CDM Communications of Portland is a marketing and advertising agency that works with clients ranging from Oxford Casinos to Dead River Co. to Kennebunck Savings Bank. The company declined to comment.
Meanwhile, Dirigo Spirit is led by Ford Reiche, co-founder and former president of Maine logistics company Safe Handling. That business, a rail-to-truck transportation logistics company that shipped and warehoused 1 billion pounds of products a year for customers including Country Kitchen and Poland Spring., was sold to Savage Services Corp. in 2009.
“This RFP was very well crafted and executed by the state of Maine. They are well on the way to a great and well-deserved outcome for our state. We are very pleased with the proposal which Dirigo Spirit was able to present. And very proud to put have together such a team and set of resources over the past two years. Dirigo Spirit Company is feeling confident,” Reiche said in a statement.
In January, LePage said the state would retain operational control over liquor sales when the current contract expires.
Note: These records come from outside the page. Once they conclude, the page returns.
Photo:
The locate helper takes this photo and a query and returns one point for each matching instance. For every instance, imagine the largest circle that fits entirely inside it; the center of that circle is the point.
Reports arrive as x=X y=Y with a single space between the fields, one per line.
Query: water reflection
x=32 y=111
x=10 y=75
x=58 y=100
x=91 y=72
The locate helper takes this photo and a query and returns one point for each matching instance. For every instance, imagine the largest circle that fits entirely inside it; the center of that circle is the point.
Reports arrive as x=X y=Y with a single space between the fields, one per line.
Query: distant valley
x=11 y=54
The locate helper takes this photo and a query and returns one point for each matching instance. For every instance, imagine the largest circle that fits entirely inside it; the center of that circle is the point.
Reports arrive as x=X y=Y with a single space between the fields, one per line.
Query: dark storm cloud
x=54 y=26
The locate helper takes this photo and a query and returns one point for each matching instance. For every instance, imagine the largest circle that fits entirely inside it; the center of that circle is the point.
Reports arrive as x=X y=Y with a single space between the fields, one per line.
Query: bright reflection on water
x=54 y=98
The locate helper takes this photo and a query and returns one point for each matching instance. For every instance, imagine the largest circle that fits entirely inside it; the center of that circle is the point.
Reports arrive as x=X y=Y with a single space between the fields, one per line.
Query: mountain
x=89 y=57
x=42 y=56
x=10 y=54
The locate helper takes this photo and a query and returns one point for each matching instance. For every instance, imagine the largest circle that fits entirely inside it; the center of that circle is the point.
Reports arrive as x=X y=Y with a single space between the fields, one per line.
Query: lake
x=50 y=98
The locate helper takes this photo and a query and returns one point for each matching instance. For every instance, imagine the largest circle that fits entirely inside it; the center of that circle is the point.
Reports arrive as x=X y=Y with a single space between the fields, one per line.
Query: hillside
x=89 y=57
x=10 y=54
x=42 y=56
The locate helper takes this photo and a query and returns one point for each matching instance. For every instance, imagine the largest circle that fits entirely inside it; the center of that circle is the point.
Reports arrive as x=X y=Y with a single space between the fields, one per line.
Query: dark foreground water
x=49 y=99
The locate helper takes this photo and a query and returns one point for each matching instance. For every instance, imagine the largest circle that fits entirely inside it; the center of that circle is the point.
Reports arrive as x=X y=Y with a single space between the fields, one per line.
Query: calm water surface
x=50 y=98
Gerald Reid, director of the Bureau of Alcoholic Beverages and Lottery Operations, however, later clarified that the state would only take over administration of the liquor operations if no bids were acceptable.
The language in the liquor contract grew out of debates among legislators about the best way to structure the contract.
LePage’s proposal, L.D. 239, sought to award a 10-year contract for managing the state’s liquor operations, leaving the state to use annual profits to repay a revenue bond that would be used to retire the hospital debt. The competing bill, L.D. 644, proposed by Senate Majority Leader Seth Goodall, D-Richmond, sought to collect an upfront payment of $200 million from the chosen vendor, allowing the state to repay hospitals without borrowing money. In the end, legislators decided that it would be more financially beneficial to Maine to have the bidders submit bids based on their costs of providing services, with excess profits flowing to the state.